Bend crime statistics are now available through an online database announced by the city’s police department this week.
The Bend police data hub is intended to promote accountability and transparency, according to Police Chief Mike Krantz. It will also be used to justify funding requests and to make decisions about how to use law enforcement resources, such as where to focus traffic enforcement.
Krantz said he hopes the portal dispels false assumptions that crime is on the rise.
“The data doesn’t really show that,” he said. “We have a really safe community.”
Overall, the number of calls to Bend police has increased slightly over recent years, while remaining consistently lower than before the pandemic began. Criminal offenses verified by police have also dropped since 2019. Much of that downturn relates to Oregon’s decriminalization of drug possession in 2021 and a decline in some property-related crimes. Crimes against people — a category including violence — spiked after the COVID-19 lockdowns, but then dropped to pre-pandemic levels last year.

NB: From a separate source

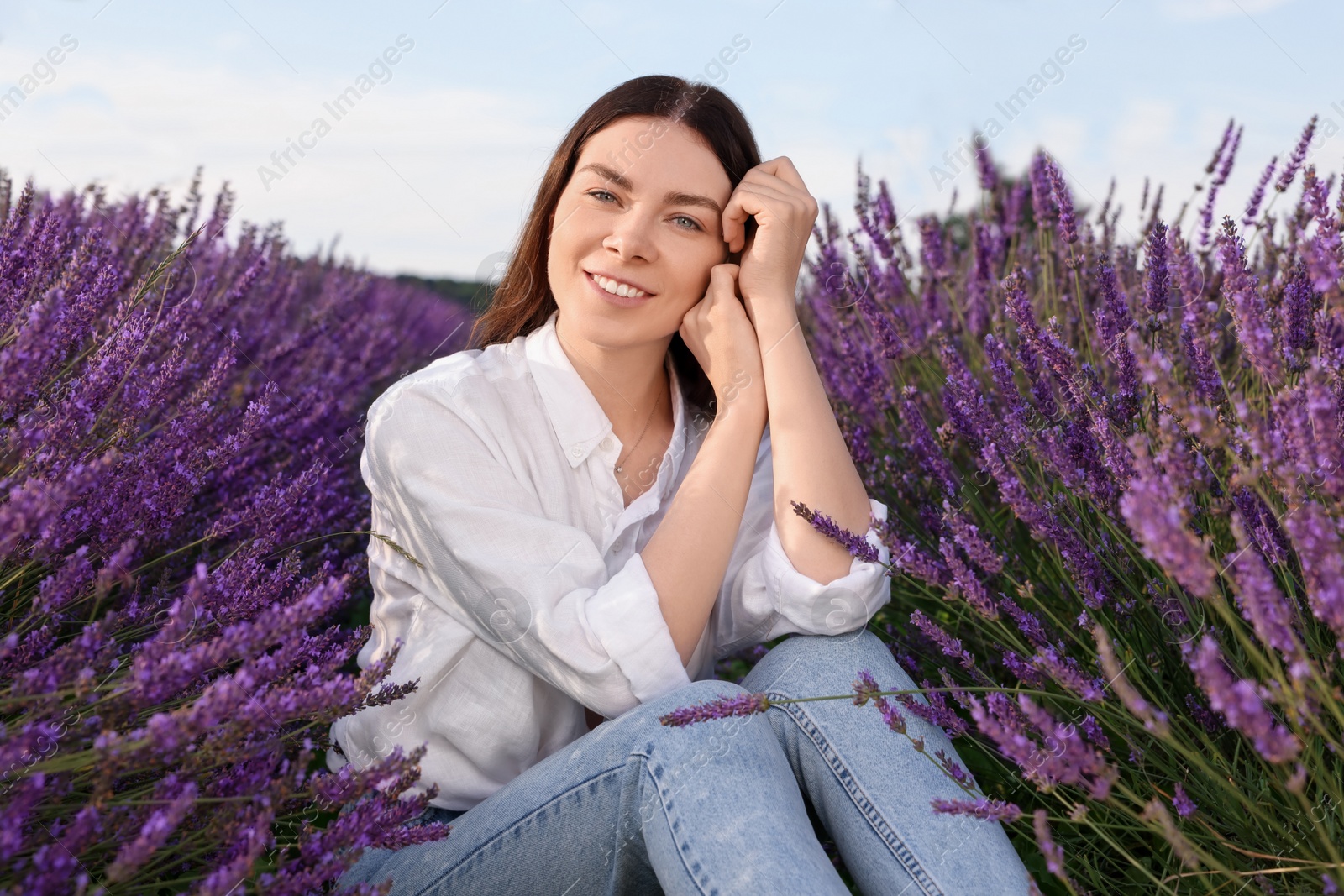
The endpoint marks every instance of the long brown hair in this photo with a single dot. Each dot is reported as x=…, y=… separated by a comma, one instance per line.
x=523, y=298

City officials said the database is updated daily. It details where police have used drones to respond to emergencies or investigate crimes. It also tracks types of 911 calls, case reports, bias crimes and when police respond to mental health crises.
This year, police are showing up to fewer mental health calls, Krantz said, largely because of Deschutes County social workers answering instead of officers.
“A lot of our focus the last couple years has been to really put police resources where they belong and have other folks respond to other circumstances where police officers may not be needed and it may not be our responsibility,” Krantz said.
Calls to police dropped off dramatically when COVID-19 restrictions began, and have remained well below 2019 levels. Some exceptions include callers reporting shoplifting, which rose by more than 25% in 2022 compared to 2021. Calls reporting an “allegedly mentally ill person” or an “unwanted subject” have also increased.
Krantz said he anticipates a slow return to pre-pandemic demands for service.
“We certainly hope that we don’t see a climb back to the numbers we saw previous to COVID. That was to the point of nearly unsustainable for our folks.”
The Portland Police Bureau, where Krantz was formerly a supervisor, also offers a public data hub.